Płatny M.
Korytarz koił
przyjemnym chłodem. Mężczyzna otworzył odrapaną skrzynkę na listy. Wprawnym
ruchem wrzucił cały pakiet ulotek prosto do wcześniej przygotowanej torby.
Niestety, torba przegrała walkę z ostrym rogiem koperty z logo banku. Na zasnutej
cienką warstwą kurzu, kamiennej podłodze, utworzył się mały kopczyk z
kolorowych papierków. Ukucnął i z
filozoficznym spokojem zaczął zbierać porozrzucane ulotki. Wtedy w ręce wpadła
mu biała, dość gruba koperta. List. Podpisany niewprawną ręką dziecka.
Przeszło mu
przez myśl, że to kolejna, nachalna, bazująca na instynkcie reklama, a koślawy
napis ma go tym bardziej skłonić do otwarcia koperty.
Stwierdził,
że specom od marketingu tym razem się udało.

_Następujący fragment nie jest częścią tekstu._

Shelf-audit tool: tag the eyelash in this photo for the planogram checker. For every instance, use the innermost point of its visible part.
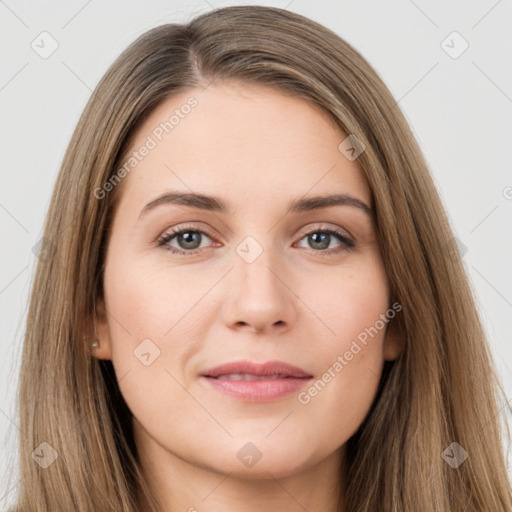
(348, 243)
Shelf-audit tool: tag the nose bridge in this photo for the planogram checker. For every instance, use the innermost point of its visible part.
(261, 299)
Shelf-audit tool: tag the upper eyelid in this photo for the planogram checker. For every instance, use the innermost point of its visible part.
(319, 226)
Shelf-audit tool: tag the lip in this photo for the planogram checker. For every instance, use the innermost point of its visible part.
(277, 379)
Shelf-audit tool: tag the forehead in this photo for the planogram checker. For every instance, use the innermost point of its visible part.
(247, 143)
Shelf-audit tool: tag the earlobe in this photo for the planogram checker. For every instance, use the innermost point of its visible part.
(100, 345)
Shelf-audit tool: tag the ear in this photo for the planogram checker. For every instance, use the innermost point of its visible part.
(394, 341)
(102, 333)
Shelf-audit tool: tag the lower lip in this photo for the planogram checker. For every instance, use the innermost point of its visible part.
(257, 390)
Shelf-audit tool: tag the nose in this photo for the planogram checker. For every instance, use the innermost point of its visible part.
(263, 301)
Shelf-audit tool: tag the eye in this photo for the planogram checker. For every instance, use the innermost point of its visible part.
(320, 239)
(188, 239)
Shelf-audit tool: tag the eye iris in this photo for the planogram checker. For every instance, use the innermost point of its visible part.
(188, 240)
(319, 238)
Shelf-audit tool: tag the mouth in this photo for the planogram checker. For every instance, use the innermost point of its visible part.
(253, 382)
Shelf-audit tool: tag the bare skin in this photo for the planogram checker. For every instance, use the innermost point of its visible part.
(299, 301)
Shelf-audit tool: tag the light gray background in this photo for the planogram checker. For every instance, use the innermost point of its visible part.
(460, 110)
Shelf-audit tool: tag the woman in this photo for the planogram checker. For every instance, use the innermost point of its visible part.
(250, 295)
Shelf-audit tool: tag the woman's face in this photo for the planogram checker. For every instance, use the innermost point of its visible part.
(263, 279)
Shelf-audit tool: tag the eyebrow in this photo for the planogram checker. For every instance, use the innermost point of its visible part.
(215, 204)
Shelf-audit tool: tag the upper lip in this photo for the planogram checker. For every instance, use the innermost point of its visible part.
(264, 370)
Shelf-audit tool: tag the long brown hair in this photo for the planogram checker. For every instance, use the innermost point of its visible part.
(442, 389)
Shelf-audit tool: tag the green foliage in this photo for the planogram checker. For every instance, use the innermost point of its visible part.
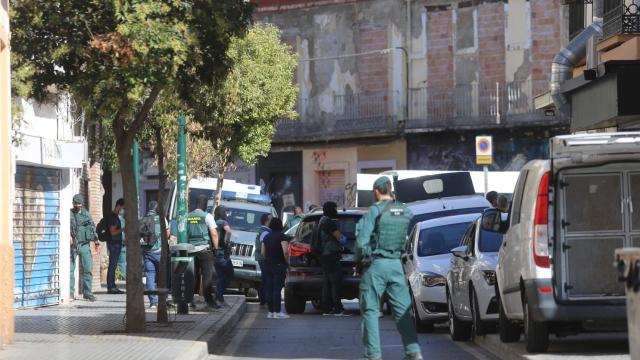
(239, 117)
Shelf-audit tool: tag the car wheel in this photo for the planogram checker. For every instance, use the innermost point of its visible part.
(480, 327)
(317, 304)
(509, 331)
(536, 334)
(293, 303)
(459, 330)
(421, 326)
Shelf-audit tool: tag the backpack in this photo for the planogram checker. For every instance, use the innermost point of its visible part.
(102, 229)
(147, 230)
(317, 244)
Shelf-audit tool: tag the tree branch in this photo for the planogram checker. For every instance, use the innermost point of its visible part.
(143, 114)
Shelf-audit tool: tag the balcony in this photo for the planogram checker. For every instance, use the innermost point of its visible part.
(349, 116)
(621, 17)
(477, 106)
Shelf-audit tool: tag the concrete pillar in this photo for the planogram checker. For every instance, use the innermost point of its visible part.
(6, 184)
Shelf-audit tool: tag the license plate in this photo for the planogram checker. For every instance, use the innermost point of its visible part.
(237, 263)
(348, 257)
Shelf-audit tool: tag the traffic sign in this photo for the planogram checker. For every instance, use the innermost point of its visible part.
(484, 150)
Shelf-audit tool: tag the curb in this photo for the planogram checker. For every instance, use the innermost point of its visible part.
(211, 332)
(492, 344)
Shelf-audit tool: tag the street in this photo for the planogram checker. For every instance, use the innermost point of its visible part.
(313, 336)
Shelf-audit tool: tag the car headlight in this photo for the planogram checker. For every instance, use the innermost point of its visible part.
(489, 277)
(430, 279)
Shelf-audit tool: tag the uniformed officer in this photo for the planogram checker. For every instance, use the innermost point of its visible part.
(201, 232)
(381, 241)
(82, 233)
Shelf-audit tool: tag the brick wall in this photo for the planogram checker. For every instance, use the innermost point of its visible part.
(440, 50)
(491, 51)
(545, 39)
(373, 69)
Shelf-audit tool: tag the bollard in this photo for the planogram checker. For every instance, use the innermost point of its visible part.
(628, 263)
(182, 276)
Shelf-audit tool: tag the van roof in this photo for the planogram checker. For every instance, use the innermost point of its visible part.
(446, 220)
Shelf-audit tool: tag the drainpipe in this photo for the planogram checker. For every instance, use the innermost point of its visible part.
(569, 56)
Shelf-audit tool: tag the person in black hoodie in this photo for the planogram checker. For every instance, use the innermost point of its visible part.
(275, 251)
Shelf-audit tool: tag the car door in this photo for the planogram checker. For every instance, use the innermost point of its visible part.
(465, 271)
(455, 270)
(510, 258)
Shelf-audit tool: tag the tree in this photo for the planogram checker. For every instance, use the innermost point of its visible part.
(258, 91)
(115, 57)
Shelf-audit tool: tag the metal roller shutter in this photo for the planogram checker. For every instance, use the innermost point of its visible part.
(36, 229)
(332, 186)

Wszedł do mieszkania, plik ulotek wylądował w plastykowym kuble stojącym
pod zlewem. Napełnił, zniszczony wielokrotnym szorowaniem, czajnik, wstawił go
na gaz. Usiadł, założył okulary i uważnie obejrzał kopertę.
Adresatem był
Sz.P. M. Płatny, ul. Szczęśliwych Gąsienic 13/8, 87-800 Włocławek. Adres wpisano
koślawymi, drukowanymi literami. Mimo tego widać było, że piszący włożył wiele
starania, by napis był czytelny. W miejscu nadawcy widniało nazwisko i adres:
Szymon Kowalik, ul. Wykarczowanych Marzeń 23, 87-900 Likutkowo. Trochę mniej
sztywną ręką.
– Szymon
Kowalik... - przeczytał mężczyzna głośno. - Likutkowo.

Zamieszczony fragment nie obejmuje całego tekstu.